Pas facile de demander à une quinzaine de responsables, entrepreneurs et chercheurs européens basés en Silicon Valley de discuter du futur de l’industrie Européenne du logiciel sans tomber immédiatement dans le bashing.

Pourtant, Burton Lee, Professeur chargé du programme du séminaire EEITL (European Entrepreneurship and Innovation Thought Leaders) du département de Mechanical Enineering de Stanford l’a fait en réunissant plusieurs personnalités locales pour la dernière session de son cours. Pour lui, en effet, l’Europe du logiciel ne peut plus rester sur le bord de la route alors que commencent maintenant à émerger des géants du logiciel en Chine.
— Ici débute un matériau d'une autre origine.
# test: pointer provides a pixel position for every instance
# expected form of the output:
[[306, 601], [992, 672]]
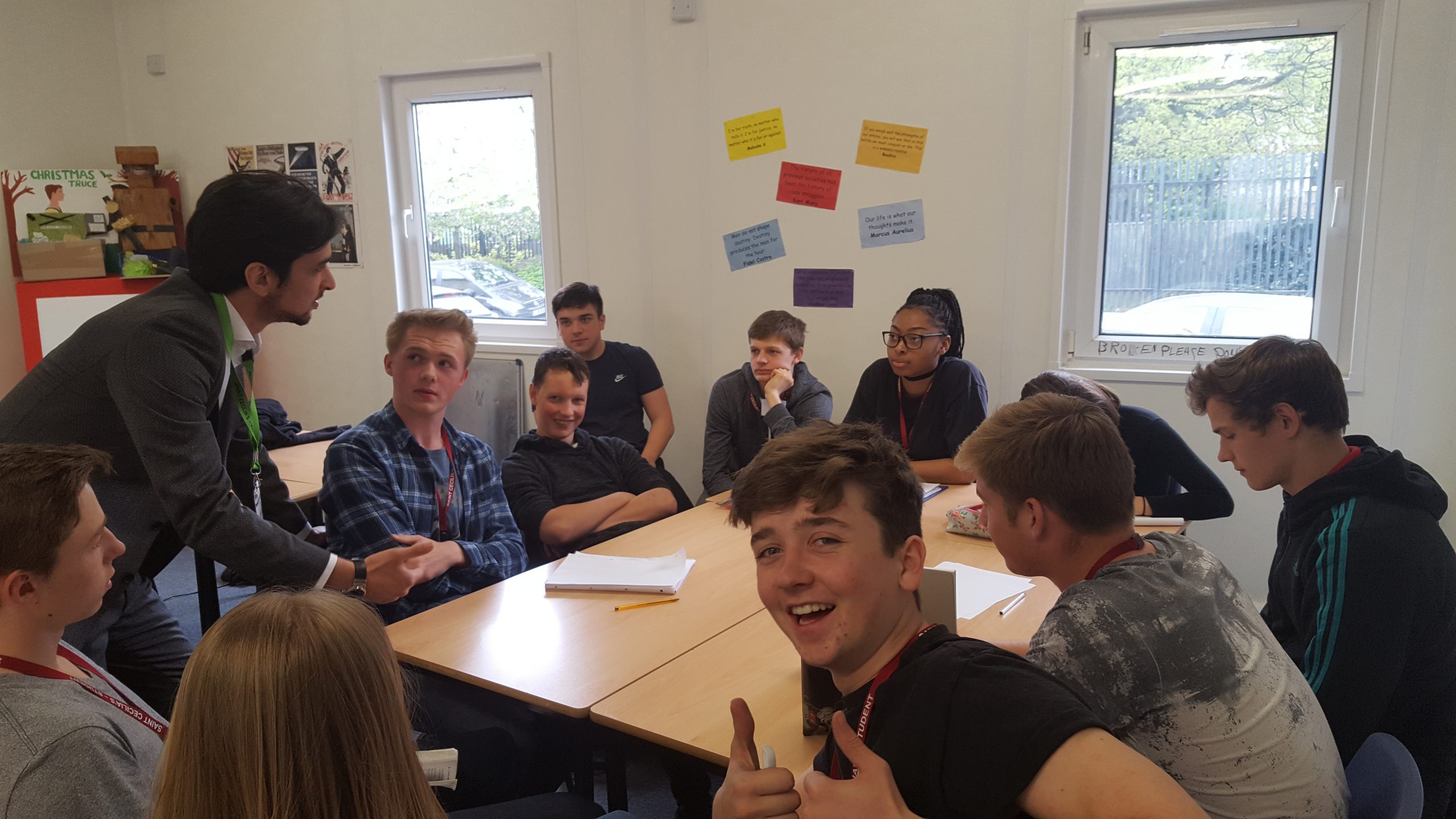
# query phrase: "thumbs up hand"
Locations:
[[871, 795], [749, 793]]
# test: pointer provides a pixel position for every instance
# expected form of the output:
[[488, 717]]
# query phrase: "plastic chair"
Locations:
[[1384, 781]]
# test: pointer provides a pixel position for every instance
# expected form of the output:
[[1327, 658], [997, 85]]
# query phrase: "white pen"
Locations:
[[1011, 605]]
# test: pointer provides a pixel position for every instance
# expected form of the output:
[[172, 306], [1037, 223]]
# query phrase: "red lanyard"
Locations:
[[445, 504], [870, 700], [900, 394], [1129, 545], [31, 669]]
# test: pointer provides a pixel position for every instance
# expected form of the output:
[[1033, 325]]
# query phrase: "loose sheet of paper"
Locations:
[[895, 224], [886, 144], [755, 135], [809, 185], [978, 589], [609, 573], [753, 245], [817, 288]]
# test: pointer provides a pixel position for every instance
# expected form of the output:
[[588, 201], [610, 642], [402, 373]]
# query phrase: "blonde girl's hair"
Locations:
[[293, 707]]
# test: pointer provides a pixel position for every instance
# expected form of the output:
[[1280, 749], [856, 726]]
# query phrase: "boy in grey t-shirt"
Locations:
[[1155, 634], [73, 741]]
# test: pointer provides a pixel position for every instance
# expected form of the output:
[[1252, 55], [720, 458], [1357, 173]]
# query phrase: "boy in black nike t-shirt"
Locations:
[[932, 725], [1363, 581], [625, 381]]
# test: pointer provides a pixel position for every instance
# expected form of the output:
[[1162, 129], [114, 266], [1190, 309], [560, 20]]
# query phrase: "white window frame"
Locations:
[[1351, 169], [482, 79]]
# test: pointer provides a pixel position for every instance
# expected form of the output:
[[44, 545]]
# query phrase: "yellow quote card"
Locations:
[[755, 135], [886, 144]]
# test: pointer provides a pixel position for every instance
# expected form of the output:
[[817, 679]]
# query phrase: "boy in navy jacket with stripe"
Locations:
[[1363, 582]]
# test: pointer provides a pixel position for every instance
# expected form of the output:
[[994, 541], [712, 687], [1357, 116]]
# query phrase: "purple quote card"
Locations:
[[817, 288]]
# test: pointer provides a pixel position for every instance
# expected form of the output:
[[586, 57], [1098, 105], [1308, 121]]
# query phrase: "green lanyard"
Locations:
[[246, 404]]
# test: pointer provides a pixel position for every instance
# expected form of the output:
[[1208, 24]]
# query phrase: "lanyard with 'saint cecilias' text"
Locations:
[[243, 397]]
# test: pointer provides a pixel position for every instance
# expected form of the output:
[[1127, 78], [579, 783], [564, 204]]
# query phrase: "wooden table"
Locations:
[[685, 704], [302, 468], [568, 651]]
Il pose donc 4 questions qui vont être au centre des discussions : Comment en est-on arrivé là ? Quelles sont les tendances futures ? Quelles sont les conséquences ? Que peut-on faire pour changer ? « Nous ne parlons pas du tout numérique, ajoutait-il, nous parlons entreprises de l’industrie du logiciel, grand public ou professionnel parce que c’est plus précis et mesurable. Nous parlons aussi de business modèles, pas de technologie ou d’ingénierie. »

Burton Lee, professeur à Stanford

Burton Lee, professeur à Stanford © Alain Baritault

L’Europe a raté le virage du logiciel pour le grand public

C’est le Dr Manfred Broy, Président Fondateur du ZD.B (Zentrum Digitalisierung Bayern, un Hub Numérique pour la Bavière crée en 2016) et professeur de Computer Science à l’Université Technique de Munich qui trace un premier état des lieux. Il constate le très faible poids économique et l’inexistante force de traction des industriels du logiciel en Europe, menés par SAP ou Spotify, face aux poids lourds Américains comme les GAFAM ou les asiatiques Tencent, Samsung, Alibaba, JD et Baidu.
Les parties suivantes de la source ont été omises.